Japonya bir adalar ülkesi.

Yanardağlar, depremler…

Ancak dünyanın en güçlü ekonomisi.

Japonya nasıl Japonya oldu?

İkinci Dünya Savaşı sonrası.

 1950'lerin başı

ABD-Kore Savaşı.

Japon ekonomisi

ABD mühimmat üretimini

Japon üreticilere devretmesiyle

yükselişe geçer.

EKONOMİK MUCİZE DÖNEMİ

Bu dönem, Japonya'nın imalat ve

hizmet endüstrilerinin her sektöründe

benzeri görülmemiş bir büyüme görülür.

1950'lerin sonlarında televizyon,

çamaşır makinesi ve otomobil gibi ürünler

artan tüketici harcamalarıyla üretilip satılır. 

1960'lar, Japonya'nın ekonomik büyümesinin

zirveye ulaştığı yıllar.

1964 Tokyo Olimpiyatları,

özellikle hızlı trenin ( Shinkansen ) inşasıyla

ülkenin altyapısının elden geçirilmesi.

Artık Japonya, ortalama geliri,

kişi başına düşen GSMH'sı ve

hayat standardına göre

'birinci dünya ülkesi' olarak

kabul edilmeye başlandı.

Japonya,1960'ların sonlarında

Amerika Birleşik Devletleri ve

Sovyetler Birliğinin ardından

dünyanın üçüncü büyük ekonomisi haline geldi.
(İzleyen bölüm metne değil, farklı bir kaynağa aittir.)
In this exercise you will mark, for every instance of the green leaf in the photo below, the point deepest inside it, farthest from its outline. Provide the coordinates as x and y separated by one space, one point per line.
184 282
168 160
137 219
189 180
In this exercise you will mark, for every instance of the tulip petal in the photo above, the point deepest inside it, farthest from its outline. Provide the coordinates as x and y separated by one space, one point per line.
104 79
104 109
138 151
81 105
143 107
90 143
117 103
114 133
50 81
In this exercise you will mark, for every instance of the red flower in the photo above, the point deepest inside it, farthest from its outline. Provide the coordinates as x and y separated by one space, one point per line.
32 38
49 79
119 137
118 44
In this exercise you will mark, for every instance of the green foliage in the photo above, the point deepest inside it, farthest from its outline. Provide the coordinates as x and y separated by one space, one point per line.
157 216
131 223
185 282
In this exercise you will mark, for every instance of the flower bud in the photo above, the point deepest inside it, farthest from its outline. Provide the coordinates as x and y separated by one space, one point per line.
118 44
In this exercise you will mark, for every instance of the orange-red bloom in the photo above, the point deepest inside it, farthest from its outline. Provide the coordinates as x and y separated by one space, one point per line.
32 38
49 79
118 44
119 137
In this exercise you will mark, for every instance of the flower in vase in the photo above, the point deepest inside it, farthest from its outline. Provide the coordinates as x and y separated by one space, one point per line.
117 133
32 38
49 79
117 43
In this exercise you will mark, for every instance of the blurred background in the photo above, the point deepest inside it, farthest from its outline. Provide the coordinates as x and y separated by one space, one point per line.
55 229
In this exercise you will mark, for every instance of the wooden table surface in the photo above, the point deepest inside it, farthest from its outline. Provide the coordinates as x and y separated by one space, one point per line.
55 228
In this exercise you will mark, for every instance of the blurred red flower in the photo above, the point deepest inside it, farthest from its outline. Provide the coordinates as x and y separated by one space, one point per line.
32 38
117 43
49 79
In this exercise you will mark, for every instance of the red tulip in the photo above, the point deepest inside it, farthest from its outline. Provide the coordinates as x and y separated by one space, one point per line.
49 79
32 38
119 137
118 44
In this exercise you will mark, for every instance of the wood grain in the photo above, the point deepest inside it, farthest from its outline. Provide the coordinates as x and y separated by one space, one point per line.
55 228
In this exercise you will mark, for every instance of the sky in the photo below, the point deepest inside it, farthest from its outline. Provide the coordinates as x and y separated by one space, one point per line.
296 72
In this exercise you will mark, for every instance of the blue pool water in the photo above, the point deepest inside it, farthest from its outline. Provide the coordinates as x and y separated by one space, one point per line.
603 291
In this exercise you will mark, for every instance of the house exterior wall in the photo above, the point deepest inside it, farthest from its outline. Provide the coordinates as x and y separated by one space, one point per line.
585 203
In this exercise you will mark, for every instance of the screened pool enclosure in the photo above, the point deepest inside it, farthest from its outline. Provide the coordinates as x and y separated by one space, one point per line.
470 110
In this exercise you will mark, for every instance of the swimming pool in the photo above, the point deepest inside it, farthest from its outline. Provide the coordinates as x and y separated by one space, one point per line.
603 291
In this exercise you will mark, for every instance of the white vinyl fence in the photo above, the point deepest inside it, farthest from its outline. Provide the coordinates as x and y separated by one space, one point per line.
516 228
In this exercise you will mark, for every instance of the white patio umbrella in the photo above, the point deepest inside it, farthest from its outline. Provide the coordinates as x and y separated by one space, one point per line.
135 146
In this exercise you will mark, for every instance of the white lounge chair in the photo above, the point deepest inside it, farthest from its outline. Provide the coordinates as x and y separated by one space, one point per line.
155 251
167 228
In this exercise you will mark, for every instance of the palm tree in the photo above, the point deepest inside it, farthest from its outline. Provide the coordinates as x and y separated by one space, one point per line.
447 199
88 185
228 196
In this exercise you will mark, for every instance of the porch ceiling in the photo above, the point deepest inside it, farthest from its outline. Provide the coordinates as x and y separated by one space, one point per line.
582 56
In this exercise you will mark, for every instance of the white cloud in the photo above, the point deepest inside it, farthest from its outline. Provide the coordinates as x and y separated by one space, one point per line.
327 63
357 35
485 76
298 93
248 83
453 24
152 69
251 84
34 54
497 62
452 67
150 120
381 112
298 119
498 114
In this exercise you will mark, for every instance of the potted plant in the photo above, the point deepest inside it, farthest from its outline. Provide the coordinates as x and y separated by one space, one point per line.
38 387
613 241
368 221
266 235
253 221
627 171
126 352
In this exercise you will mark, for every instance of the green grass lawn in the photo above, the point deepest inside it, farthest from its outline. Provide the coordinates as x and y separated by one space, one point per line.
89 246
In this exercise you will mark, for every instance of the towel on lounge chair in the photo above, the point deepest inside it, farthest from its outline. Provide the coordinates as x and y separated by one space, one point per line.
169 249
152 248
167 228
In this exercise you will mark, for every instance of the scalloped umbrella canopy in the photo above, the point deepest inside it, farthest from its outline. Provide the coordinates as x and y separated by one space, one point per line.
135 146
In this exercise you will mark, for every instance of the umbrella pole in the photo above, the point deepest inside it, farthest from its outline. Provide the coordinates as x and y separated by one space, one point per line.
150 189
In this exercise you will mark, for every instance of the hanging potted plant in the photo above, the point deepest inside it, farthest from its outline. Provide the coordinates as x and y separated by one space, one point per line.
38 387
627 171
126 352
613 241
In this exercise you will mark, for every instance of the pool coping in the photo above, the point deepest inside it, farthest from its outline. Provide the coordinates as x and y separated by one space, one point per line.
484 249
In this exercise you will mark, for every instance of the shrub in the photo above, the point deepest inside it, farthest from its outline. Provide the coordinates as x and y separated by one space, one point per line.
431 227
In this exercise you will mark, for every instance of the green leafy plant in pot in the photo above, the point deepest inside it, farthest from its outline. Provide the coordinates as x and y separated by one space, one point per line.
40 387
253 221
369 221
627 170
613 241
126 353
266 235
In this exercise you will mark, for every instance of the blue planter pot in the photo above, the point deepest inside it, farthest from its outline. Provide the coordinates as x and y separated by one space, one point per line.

Peki hangi faktörler fırsat yarattı

SAVAŞ ZENGİNİ

Soğuk savaş dönemi Japonya’ya yardı.

Amerika Birleşik Devletleri Japonya'yı

'batmaz bir savaş gemisi' ve

Komünist hükümetlere karşı

Uzak Doğu'da stratejik açıdan

önemli bir kale olarak görüyordu. 

Bu, ABD'nin Japonya'da

komünizmin yükselişini önlemek için

elinden gelen her şeyi

yaptığı anlamına geliyordu.

Bunu yapmanın en pratik yolu,

toplumunun müreffeh

bir tüketim ekonomisi olarak

gelişmesine izin vermekti. 

Bu aynı zamanda hem Kore hem de

Vietnam savaşlarının

Japonya'nın imalat sanayisine yönelik

talebin büyük oranda artması

anlamına geliyordu.

DEVLET KAPİTALİZMİ

Devlet kapitalizmi altında

kontrollü bir ekonomi. 

Japonya'nın bir dereceye kadar

korumacılık yapmasına izin verilirken,

devlet, sermayenin çeşitli endüstrilere

verimli bir şekilde akışını sağlamak için

özel şirketler aracılığıyla

dikey bir ekonomik kontrol sistemi kurdu. 

Hükümet sık sık ekonomide hedefler belirledi ve

özel girişim büyük ölçüde bu hedeflere uydu;

bunların çoğu gelirlerdeki astronomik artışa

doğrudan katkıda bulundu. 

Ayrıca Uluslararası Ticaret ve Sanayi Bakanlığı'na

yabancı yatırım da dahil olmak üzere

Japonya'ya yapılan ithalat akışını

kontrol etme yetkisi verildi.

TEKNOLOJİK ÜSTÜNLÜK

Japon ekonomisi, Amerika Birleşik Devletleri'nin

ileri teknolojisini neredeyse

hiçbir ücret ödemeden kullanabildi. 

Bu, üreticilerin kalite açısından

yabancı ithal mallara yakın mallar üretebilmeleri ve

üstün ekonomik kalkınma ile dış pazarlarda

yerli mallarla rekabet edebilmeleri anlamına geliyordu. 

Yurtiçi tüketimin dışında denizaşırı pazarlar,

Japonya'nın giderek ihracata bağımlı hale gelen

ekonomisine büyük bir nimet sağladı.